4. Security tip of the week
Conference season is around the corner, so set up a personal VPN to enhance your privacy and security on the go, especially when using that free and often insecure Wi-Fi service offered at hotels, in airplanes, or at conference centers.— Kemba Walden, president of Paladin Global Institute
5. Catch up quick
@ D.C.
🇨🇳 The U.S. indicted 10 individuals and two Chinese government officials tied to several high-profile cyberattacks. (Axios)
🪙 International law enforcement seized Russian crypto exchange Garantex, which has long been popular with cybercriminals to launder funds. (Axios)
💼 President Trump says the U.S. is in talks with four groups about a potential TikTok deal. (TechCrunch)
@ Industry
🤖 Alibaba launched its own AI reasoning model that the company says rivals DeepSeek's capabilities. (CNN)
👀 In 2015, Meta was willing to create a new censorship system and hire a "chief editor" who would decide what content to remove from the platform in a failed attempt to bring Facebook to China, according to a new whistleblower complaint. (Washington Post)

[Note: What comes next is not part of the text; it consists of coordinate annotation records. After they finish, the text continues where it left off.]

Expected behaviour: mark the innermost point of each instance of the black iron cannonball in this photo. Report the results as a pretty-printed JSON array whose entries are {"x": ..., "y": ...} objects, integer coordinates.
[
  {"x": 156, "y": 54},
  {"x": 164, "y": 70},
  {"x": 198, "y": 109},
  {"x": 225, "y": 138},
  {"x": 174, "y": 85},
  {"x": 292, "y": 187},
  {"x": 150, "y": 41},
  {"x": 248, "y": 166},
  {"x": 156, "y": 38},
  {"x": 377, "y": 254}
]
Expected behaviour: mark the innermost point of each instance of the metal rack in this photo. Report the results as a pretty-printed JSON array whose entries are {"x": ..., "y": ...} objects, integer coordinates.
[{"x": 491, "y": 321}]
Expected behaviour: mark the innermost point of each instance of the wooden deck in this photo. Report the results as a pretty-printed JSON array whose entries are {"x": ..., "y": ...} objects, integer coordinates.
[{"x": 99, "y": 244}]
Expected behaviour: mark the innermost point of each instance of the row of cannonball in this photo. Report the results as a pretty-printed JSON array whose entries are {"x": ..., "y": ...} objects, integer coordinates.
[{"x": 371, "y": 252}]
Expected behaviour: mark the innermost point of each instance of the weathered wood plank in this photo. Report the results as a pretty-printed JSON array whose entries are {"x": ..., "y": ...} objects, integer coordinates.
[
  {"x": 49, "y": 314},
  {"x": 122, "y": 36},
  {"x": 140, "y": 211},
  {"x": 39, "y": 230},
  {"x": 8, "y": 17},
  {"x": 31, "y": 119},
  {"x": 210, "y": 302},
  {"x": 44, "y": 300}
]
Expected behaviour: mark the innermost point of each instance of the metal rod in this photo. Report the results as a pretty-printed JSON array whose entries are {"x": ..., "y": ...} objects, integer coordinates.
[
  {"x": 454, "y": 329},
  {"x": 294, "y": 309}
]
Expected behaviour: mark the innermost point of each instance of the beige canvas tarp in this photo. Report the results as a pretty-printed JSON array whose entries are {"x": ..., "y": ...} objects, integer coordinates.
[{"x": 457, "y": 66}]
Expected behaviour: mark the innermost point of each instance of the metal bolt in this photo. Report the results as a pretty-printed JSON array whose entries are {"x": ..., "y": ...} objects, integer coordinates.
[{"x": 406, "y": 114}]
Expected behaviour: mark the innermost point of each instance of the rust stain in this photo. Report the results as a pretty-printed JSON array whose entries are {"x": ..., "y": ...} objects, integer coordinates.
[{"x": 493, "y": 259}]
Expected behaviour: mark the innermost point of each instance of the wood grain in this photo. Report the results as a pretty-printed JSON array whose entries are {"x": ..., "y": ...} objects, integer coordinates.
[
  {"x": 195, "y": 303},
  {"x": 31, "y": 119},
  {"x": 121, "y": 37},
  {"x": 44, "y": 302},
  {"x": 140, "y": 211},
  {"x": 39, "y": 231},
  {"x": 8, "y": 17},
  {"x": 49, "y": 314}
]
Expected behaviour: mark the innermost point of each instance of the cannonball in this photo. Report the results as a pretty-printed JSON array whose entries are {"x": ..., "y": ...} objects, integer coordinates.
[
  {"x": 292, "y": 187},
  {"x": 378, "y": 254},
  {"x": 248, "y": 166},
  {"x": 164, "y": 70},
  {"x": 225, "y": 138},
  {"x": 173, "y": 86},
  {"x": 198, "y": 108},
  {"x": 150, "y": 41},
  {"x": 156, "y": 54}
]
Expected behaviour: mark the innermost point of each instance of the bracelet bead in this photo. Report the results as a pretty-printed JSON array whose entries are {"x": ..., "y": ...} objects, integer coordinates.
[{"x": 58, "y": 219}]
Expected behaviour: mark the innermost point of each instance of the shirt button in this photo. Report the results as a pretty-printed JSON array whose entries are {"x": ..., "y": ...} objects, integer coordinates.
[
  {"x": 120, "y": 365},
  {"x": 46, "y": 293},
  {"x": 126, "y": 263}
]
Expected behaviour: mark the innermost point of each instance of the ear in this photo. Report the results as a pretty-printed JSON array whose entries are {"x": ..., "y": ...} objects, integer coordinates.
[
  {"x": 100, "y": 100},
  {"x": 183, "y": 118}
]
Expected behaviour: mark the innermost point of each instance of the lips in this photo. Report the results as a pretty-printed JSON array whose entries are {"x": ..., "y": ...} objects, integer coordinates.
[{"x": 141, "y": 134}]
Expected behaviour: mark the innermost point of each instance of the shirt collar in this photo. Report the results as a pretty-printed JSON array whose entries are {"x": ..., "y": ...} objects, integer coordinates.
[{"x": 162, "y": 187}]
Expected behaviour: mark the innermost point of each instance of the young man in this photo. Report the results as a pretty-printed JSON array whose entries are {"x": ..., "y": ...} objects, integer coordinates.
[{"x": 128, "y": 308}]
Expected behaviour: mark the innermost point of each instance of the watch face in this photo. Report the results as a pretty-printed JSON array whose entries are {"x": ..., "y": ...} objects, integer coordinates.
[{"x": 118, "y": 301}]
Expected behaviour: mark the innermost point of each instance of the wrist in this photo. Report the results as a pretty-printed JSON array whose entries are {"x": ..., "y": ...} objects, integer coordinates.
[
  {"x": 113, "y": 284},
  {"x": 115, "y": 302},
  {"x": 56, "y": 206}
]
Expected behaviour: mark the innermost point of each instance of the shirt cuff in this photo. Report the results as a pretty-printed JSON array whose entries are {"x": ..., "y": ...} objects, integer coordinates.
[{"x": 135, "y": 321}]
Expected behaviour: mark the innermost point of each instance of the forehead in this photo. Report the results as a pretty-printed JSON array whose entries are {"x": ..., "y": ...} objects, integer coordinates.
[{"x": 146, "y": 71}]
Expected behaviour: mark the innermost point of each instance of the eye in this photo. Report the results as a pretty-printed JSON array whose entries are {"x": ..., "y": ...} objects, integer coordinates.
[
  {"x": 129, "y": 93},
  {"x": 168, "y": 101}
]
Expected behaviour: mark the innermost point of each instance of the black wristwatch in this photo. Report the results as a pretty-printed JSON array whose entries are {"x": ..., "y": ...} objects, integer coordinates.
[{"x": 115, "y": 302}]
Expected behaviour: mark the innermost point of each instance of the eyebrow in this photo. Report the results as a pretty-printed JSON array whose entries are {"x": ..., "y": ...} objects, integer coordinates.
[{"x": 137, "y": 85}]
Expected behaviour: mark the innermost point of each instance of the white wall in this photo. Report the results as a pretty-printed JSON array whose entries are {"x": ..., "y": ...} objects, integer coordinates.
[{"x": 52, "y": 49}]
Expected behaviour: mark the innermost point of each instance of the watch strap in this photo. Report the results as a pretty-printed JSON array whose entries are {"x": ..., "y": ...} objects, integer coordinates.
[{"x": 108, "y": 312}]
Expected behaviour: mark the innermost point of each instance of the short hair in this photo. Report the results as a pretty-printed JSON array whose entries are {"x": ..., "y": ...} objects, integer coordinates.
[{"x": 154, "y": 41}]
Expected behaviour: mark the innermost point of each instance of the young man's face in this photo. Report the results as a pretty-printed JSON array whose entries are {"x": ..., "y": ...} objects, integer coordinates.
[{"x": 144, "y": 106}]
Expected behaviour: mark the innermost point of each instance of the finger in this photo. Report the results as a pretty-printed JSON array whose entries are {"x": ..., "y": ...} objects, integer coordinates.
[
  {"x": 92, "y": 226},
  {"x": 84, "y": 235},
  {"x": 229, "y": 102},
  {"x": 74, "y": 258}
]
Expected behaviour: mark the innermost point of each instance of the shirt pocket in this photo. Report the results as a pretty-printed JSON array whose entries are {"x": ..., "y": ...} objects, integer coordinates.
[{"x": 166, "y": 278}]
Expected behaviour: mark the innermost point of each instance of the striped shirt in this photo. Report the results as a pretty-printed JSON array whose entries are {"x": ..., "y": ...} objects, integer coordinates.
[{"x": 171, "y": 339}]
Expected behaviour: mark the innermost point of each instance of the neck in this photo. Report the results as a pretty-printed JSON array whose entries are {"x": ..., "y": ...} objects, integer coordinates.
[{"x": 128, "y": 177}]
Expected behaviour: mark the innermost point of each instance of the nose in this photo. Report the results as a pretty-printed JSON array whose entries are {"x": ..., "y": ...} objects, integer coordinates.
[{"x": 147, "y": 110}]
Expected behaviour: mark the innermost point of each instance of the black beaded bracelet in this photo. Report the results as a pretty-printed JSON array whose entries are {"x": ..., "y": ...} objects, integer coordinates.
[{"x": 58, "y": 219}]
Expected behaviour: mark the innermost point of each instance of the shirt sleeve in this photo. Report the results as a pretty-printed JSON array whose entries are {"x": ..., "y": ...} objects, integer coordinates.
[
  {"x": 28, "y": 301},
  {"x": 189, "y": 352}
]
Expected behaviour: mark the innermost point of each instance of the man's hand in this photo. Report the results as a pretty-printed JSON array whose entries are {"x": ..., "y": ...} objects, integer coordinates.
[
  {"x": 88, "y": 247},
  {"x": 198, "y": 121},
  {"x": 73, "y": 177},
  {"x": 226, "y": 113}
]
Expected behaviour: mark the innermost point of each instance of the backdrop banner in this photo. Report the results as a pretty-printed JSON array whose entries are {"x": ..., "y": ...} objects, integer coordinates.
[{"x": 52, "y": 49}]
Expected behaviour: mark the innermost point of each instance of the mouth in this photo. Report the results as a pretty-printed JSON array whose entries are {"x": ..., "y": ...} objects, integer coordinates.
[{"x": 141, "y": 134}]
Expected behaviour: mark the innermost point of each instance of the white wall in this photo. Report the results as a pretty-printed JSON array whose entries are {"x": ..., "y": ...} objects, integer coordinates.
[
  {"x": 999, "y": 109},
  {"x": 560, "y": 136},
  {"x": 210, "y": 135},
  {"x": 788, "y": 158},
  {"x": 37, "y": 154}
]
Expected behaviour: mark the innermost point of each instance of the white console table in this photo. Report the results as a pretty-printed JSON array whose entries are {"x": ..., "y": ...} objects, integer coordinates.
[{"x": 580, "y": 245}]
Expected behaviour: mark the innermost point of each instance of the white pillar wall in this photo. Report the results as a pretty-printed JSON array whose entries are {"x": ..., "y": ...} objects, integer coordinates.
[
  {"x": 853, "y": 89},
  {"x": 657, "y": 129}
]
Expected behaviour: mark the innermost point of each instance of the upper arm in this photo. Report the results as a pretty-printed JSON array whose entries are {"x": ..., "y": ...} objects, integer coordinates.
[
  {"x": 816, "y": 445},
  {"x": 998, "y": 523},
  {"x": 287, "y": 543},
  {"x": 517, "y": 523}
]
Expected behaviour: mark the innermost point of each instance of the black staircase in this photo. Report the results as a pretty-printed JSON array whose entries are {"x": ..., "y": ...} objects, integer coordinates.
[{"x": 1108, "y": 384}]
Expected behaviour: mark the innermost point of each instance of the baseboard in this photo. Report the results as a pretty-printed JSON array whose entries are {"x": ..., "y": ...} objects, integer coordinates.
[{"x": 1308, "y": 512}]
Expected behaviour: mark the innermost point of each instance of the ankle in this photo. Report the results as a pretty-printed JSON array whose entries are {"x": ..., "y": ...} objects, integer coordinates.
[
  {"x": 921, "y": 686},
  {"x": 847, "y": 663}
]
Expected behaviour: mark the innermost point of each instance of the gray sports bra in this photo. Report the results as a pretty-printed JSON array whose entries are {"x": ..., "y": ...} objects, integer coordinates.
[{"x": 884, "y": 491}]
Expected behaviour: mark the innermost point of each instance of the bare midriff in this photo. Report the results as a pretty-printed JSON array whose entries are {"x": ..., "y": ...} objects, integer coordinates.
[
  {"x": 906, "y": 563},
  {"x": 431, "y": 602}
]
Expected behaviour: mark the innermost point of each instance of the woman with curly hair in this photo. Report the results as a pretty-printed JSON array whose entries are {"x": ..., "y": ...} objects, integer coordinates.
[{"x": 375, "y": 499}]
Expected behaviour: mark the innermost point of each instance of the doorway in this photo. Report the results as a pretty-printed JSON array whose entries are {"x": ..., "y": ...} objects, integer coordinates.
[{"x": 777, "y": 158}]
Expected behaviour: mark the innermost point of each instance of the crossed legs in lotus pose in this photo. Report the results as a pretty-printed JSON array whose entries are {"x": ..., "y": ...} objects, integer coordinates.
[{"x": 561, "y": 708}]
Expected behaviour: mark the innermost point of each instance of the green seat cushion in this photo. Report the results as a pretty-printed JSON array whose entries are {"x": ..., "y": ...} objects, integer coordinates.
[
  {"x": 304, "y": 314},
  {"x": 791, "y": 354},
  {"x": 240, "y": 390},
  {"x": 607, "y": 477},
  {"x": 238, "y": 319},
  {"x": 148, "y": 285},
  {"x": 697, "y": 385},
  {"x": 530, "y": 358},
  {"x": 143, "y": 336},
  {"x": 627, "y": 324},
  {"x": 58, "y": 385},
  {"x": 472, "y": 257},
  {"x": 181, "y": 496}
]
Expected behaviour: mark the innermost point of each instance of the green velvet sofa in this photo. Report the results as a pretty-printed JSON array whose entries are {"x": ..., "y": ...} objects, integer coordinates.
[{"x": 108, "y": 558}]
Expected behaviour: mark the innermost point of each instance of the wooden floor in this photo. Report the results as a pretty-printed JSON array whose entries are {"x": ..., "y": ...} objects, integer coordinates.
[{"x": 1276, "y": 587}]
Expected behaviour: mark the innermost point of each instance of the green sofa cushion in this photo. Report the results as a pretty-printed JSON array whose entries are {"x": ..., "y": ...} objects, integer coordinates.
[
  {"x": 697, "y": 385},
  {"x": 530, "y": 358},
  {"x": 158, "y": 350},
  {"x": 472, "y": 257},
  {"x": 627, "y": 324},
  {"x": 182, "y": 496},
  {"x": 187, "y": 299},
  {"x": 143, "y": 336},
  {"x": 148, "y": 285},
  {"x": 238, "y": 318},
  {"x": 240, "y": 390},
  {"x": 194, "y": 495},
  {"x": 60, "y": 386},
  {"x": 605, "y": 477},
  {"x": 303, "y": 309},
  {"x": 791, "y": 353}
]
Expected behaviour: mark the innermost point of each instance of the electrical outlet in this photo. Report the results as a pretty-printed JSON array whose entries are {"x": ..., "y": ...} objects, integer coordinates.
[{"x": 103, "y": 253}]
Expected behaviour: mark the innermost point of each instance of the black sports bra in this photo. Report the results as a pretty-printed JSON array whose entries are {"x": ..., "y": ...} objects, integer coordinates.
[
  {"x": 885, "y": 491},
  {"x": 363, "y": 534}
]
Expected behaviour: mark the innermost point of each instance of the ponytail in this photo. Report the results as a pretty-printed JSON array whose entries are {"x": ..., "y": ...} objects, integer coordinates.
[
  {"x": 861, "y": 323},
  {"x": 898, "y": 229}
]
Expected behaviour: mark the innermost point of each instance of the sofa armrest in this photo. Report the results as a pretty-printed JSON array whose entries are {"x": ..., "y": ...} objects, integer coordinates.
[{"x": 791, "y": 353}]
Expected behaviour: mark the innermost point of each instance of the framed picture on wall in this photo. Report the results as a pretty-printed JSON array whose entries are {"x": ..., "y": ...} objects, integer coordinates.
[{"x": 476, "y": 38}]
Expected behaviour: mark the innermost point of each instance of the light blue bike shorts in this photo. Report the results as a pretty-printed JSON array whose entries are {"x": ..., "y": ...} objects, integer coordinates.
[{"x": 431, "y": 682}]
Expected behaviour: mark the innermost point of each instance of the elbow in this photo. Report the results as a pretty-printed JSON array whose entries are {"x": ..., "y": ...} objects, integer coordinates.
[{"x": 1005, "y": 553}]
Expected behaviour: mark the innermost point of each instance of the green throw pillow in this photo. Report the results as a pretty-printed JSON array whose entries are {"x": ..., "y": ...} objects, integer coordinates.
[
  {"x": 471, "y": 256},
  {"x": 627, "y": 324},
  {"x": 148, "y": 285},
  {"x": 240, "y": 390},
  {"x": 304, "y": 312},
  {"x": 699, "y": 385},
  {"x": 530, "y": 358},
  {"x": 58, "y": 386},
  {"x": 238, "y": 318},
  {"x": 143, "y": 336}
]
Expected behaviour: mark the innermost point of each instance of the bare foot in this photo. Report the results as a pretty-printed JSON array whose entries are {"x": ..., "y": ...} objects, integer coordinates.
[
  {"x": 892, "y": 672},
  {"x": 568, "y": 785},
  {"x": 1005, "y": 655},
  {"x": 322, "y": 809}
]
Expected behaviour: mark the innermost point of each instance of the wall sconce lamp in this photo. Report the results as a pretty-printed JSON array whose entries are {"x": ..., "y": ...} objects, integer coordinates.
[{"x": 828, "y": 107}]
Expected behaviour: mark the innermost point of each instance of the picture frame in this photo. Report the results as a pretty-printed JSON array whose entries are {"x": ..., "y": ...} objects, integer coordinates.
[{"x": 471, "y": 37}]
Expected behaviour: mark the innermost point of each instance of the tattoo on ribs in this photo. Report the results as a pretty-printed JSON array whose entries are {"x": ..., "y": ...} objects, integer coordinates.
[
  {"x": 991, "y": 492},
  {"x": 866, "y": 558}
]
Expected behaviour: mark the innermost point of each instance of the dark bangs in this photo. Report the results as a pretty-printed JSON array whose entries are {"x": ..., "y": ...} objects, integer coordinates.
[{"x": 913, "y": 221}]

💰 Chainguard, a security startup focused on open-source software development, is in talks to raise another $350 million, led by Kleiner Perkins, in a deal that would raise the startup's valuation to $3.5 billion. (Bloomberg)
@ Hackers and hacks
🔍 A look inside the Chinese government's nationwide operation — involving law enforcement, telecom companies, banks and other organizations — to keep scammers from targeting citizens. (Bloomberg)
🇷🇺 Several major chatbots have been seen recycling arguments made by a Russian disinformation network. (Axios)
🤷🏻♀️ The Federal Trade Commission has ended its case against MGM Resorts over its 2023 ransomware attack. (The Record)
6. 1 fun thing
If you ever find yourself outside Death Valley National Park, consider a pit stop at the abandoned mining town of Rhyolite.
- I saw a house built in 1906 using just glass bottles and mortar (seen above) and some funky art pieces! So fun.